The poet proves his art by transforming the historian’s plain simile into an astonishingly complex effect: a work of art usually imitates nature, whereas the very best work of art seems to “out-work” nature, whereas Cleopatra surpasses even that. So does her allure come from nature or from art? Through the poet’s imagination, Cleopatra can contrive her goddess-like appearance so that the very elements of nature—first the winds and the waves, then the rope of the tackle, then the stone of the wharf, and finally the air itself—fall in love with her. After this, is it surprising that Antony does so too? Soon he will vacate that throne on which he has been left in the empty marketplace, looking rather ridiculous. The image of vacation becomes symbolic of the whole process of the play, whereby politics and power are left behind, so strong is the allure of Cleopatra’s erotic aura. Such is Shakespeare’s quickness of mind and fertility of imagination that, Cleopatra-like, he makes effects of art seem like effusions of nature.
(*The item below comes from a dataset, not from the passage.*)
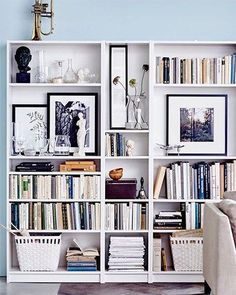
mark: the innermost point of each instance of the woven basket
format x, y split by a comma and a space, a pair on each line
38, 253
187, 253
Shakespeare certainly acted in his own early plays, but probably not his later ones. He is unlikely to have written a role for himself in Antony and Cleopatra. But the role of Enobarbus, the admiring yet detached witness who speaks these lines, feels as if it corresponds to his own point of view. Shakespeare is a realist as well as a romantic, a skilled politician as well as a supreme poet; he is equally capable of imagining Antony’s dramatic trajectory as a rise and as a fall. He is perpetually both inside and outside the action, both an emotionally involved participant in the world he creates and a wry commentator upon it. So he invented a new character, the only major player in the story who is absent from the historical source: Enobarbus. His consciousness is vital to the audience because he seems to offer the perspective of an Egyptian in Rome and a Roman in Egypt. Intelligent, funny, at once companionable and guardedly isolated, full of understanding and admiration for women but most comfortable among men (there is a homoerotic frisson to his bond with Menas and his rivalry with Agrippa), clinically analytical in his assessment of others but full of sorrow and shame when his reason overrides his loyalty and leads him to desert his friend and master, Enobarbus is as rewarding a role as any that Shakespeare wrote.